昔書いていた内容の方がクオリティが高いんじゃないかという件

ふと思いついて昔のCSR日記を読んだのだが、書いている内容があまり今の悩み事と変わっていない・・・と反省したりする。永遠の課題だと捉えるよりも、努力不足で変える事ができていないと捉える方が妥当だろう。

当時と違っている事もある。見た目上一番大きな違いは、文章の量が昔はずっと少ないという事だ。そのかわり更新頻度が高い。当時はほぼ毎日書いていたから当然だろう。読者はほんの
一部とはいえ、社内向けに書いていたから、読んでもらえるように簡潔にまとめる意識があったのかもしれない。

世間の話題を多く取り上げているという点も違っている。もっともこれに関しては、ブログに転載したのがそうした「一般的な話題」である事にも起因している。社内事情に踏み込んだ内容はさすがに公開していないからだ。とはいえ、ちょっとしたニュースを捉えてCSRに結びつけて一言二言というパターンは悪くない。当時はそれだけ世間のニュースにも感度が働いていたという事だ。(今は別口の「気になる出来事」でさえネタに詰まる事がある。)
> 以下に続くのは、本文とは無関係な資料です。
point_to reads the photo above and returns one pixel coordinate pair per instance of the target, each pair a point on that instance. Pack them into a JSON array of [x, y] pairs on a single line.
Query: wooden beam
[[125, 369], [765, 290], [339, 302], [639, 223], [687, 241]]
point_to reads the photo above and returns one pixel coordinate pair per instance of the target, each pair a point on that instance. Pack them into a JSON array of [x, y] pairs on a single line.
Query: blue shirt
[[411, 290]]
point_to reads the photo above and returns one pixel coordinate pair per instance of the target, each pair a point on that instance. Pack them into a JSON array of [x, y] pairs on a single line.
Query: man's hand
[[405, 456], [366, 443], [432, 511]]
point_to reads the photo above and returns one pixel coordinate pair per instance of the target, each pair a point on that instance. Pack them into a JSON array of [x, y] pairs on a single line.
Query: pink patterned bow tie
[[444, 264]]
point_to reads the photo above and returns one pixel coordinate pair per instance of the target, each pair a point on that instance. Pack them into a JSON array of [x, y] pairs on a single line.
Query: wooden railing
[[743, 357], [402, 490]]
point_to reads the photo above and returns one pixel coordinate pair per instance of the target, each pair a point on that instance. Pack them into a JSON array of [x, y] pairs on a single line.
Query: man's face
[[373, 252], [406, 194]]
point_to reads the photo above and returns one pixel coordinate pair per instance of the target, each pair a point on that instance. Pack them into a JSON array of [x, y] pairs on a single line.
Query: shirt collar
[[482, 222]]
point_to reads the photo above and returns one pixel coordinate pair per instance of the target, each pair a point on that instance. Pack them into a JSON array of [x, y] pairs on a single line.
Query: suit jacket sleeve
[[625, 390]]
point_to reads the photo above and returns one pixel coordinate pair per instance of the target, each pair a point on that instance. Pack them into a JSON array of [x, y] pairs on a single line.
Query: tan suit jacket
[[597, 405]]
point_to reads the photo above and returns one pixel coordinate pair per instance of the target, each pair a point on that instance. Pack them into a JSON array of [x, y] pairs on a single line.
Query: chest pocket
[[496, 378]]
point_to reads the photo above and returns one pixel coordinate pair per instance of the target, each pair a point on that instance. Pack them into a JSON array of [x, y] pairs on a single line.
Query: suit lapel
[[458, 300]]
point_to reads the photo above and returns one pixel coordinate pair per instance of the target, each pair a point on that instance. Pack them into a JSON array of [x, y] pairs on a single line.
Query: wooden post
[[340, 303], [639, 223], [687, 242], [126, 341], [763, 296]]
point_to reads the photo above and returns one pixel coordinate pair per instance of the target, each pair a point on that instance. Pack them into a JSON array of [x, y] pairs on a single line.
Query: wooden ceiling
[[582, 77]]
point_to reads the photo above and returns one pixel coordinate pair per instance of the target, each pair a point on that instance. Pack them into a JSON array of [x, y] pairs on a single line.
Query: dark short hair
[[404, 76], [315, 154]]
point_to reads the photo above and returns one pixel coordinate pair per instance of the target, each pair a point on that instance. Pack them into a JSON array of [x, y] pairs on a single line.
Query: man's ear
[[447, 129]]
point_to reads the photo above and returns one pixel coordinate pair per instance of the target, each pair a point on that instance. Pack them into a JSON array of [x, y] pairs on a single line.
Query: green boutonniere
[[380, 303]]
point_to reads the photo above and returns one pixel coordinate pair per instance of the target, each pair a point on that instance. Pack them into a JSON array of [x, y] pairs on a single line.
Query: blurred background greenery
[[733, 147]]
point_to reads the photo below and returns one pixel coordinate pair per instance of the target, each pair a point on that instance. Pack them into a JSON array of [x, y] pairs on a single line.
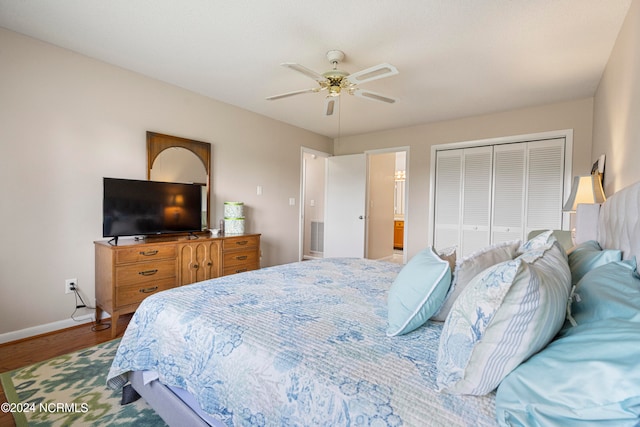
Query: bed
[[314, 343]]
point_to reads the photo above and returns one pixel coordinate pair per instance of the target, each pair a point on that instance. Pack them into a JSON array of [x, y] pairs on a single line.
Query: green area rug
[[71, 390]]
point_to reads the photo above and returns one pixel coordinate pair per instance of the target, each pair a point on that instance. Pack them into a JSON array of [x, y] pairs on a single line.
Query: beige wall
[[616, 128], [576, 115], [66, 121]]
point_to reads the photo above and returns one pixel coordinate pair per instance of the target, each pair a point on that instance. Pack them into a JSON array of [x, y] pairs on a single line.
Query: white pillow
[[467, 268], [506, 314]]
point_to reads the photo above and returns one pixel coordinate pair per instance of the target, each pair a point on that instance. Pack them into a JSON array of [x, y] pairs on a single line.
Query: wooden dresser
[[129, 272]]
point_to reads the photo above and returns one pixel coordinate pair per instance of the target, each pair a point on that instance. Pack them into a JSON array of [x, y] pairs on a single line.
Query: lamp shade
[[585, 189]]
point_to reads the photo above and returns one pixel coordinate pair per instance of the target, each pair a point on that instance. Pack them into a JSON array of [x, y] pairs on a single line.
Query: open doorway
[[312, 199], [386, 204]]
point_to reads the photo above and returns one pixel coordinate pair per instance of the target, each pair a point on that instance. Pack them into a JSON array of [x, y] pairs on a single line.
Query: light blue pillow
[[418, 292], [507, 313], [587, 256], [609, 291], [590, 374]]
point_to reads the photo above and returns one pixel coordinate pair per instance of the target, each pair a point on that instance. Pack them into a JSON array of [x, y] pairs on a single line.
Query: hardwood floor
[[28, 351]]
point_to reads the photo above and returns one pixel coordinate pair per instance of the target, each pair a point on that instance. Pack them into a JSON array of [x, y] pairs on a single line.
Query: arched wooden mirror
[[175, 159]]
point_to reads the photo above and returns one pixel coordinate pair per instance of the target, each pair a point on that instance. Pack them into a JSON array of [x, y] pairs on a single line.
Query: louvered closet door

一体何が変わったのだろう。時間の使い方か、気持ちの上でプライオリティか、はたまた別の要素か。「仕事が増えて忙しくなった」なんて言い訳はしたくない。

という訳で、新年度にあたって少し気持ちの切り替えなどしようかななどと思ったのだった。
まずは、書く際のボリュームを少し抑える事からかなぁ・・・。